In the early 1970s, Marshall Cavendish brought out a magnificent partwork called ‘Book of Football’. Covering all aspects of the game, such as club histories, the development of tactics and strategy, and profiles of many players at different levels of the game, writers such as Martin Tyler, Brian Glanville and Phil Soar created an authoritative snapshot of how the game was back then. Accompanied by photo captions, the widespread use of colour photography and diagrams was revolutionary at the time when most magazines were in dull monochrome. This was a point that Phil Shelley, of oldfootballshirts.com was keen to emphasise when he kindly leant me all five volumes a couple of months ago.

The idea with ‘Book of Football’ was that each week, you’d buy one part of a 75-part set of journals that formed a football encyclopaedia, housed in five stylish black binders. Much of the text and photos were later repurposed for the book ‘The Story of Football’ by Soar and Tyler, published in 1986.
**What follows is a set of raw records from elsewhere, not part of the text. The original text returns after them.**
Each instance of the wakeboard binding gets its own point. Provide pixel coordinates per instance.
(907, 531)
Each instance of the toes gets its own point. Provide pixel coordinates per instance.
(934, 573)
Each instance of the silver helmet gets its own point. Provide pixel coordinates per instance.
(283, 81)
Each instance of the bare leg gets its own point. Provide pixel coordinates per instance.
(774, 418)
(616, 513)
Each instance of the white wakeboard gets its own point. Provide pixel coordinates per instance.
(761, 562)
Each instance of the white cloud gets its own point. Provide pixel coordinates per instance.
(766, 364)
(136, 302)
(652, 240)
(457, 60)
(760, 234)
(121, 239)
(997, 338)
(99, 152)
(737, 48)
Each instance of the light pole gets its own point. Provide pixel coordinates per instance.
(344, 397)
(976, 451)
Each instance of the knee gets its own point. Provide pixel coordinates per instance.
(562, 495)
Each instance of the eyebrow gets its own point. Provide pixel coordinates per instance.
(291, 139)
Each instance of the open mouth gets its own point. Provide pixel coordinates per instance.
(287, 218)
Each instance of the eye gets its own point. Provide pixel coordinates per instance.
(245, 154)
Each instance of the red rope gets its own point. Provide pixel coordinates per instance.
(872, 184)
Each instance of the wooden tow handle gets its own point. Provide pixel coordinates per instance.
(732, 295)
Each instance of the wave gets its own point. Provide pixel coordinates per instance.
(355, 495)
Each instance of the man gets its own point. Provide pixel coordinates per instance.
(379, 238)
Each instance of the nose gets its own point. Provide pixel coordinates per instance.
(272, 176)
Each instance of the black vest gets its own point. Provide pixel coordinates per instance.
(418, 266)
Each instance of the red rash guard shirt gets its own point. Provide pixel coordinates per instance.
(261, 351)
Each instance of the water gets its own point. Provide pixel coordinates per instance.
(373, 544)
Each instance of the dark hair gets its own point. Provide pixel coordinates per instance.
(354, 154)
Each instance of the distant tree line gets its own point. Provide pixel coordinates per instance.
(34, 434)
Albion fans didn’t have to wait long to see their club featured in ‘Book of Football’. In the second issue, ‘Football star, football satellite’ compared and contrasted the careers of Arsenal striker Ray Kennedy and Brighton’s Norman Gall. There were also this photo of Gall heading away a Bristol Rovers attack at the tail end of the 1970/71 campaign.


Of the central defender, it says:

In March 1962, when he was 19, he was approached by Brighton and Hove Albion, then also in the Second Division. He went south this time, liked what he saw of the resort town, and signed. “They offered me good money and I just jumped at it,” he explains. He joined a club then on the slide to Division Three. He was not able to do much to help. Gall did not get out of the reserves in his first season nor for much of his second. But on his twentieth birthday he made his League debut. Gall played in three consecutive games in place of Roy Jennings, a ten-year veteran with the club. All the games were lost and Brighton were in trouble at the foot of the table. His memories of his first home game are not happy: “As soon as I went on the pitch they booed and during the kick-about they were on my back. They chanted, ‘We want Jennings.’ I played quite well, but it affected my play a bit and I think it ruined me for the rest of the season. Anyway, I was dropped right after that.”

However, Gall did establish himself and a local newspaper is quoted as singing his praises:

“The complete footballer, quiet on the ground and decisive in the air. Few people get past him. Gall’s strength is in his marvellous timing and crispness of tackling. Mobility is another strong point and he has the legs of most attackers. An intelligent fellow, he reads the game with uncanny precision and is invariably in the right place at the right time. His coolness infuses confidence among his fellow defenders and he seldom wastes the ball in distribution.”

One of the things I didn’t know before reading the article was the fact he was cleared of assault in court after a scuffle with a spectator during a promotion battle at Rochdale in 1968 when he was ‘dragged over the barrier and into the crowd.’


Gall is portrayed as married to Jackie, a local girl, with a baby daughter Sarah, and living in a modern house in the village of Upper Beeding in the South Downs. He worries a bit about what he will do for a job once he reaches 33 or 34. ‘Still, there’s always non-League football.’ he adds.


In this highly candid interview, Gall also shares the fact he would not recommend the life of professional football to any son of his, and says he only really enjoyed about 15 of the 40 games he played in the previous year. He also openly describes what it is like being a lower league player:

“A lot of times you feel you want a move because of the attitude of the club, or the manager. If you don’t get the money you ask for, again you want to get out. Then if the club’s not doing too well, you think you can do better and you want to move. Then you get stuck in a rut and you decide to get away to get your game going again. Or, simply, you might get bored. Then one day, a new manager comes and the place is different overnight, so you stay.”

When he said that, I’m pretty sure he must have had Pat Saward in mind.